紛争の内容
相手方が依頼者である自動車販売店へ相手方が所有する車の修理を依頼したが、修理に不備があったため、何回か修理が行われました。
修理は完了しましたが、相手方が車の引き取りを拒否しており、販売店の敷地内駐車場に車が置かれたままになっていたため、依頼者の土地の所有権が侵害されていました。
また、依頼者が相手方に対し、修理が完了するまで代車を貸し渡しましたが、修理が完了したにもかかわらず、相手方は代車の返還を拒否していました。

交渉・調停・訴訟などの経過
弁護士から相手方に対し、預かり車両の引き取り及び代車の返還を求める書面を数回送付しましたが、相手方が応じなかったため、土地明渡(預かり車両の引取り)及び代車の引渡しを求める訴訟を提起しました。
訴状送達において、相手方の居住実体が不明確であったため、弁護士が相手方の住所の送達場所調査を行い、付郵便送達が行われました。

本事例の結末
相手方は裁判に欠席し、書面も提出しなかったため、請求認容判決が出されました。
判決が言い渡された後、強制執行が行われるまでの間、弁護士から相手方に対し、預かり車両の引き取り及び代車の返還を求める旨の連絡を行いました。
その結果、相手方が自分の車を任意に引き取りに来たため、土地明渡の強制執行については申立を取り下げました。
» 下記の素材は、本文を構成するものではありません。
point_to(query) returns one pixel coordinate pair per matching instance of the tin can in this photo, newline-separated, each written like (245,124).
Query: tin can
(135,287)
代車の引渡しについては、任意の引渡しがなされなかったため、強制執行がなされ、最終的に依頼者は代車を取り戻すことができました。

本事例に学ぶこと
今回の事例は、相手方が代車を処分してしまう可能性も考えられたため、弁護士も書面の送付や訴訟提起を迅速に行い、結果的に早期に依頼者の目的を達成することができました。今回のように緊急性の高い事案では、可能な限り迅速に対応をすることが重要です。
また、判決内容の任意の履行を求めれば、今回のように相手方が任意の履行に応じてくれることもあるため、相手方に対し、粘り強く任意の履行を求めるのも一つの方法と言えます。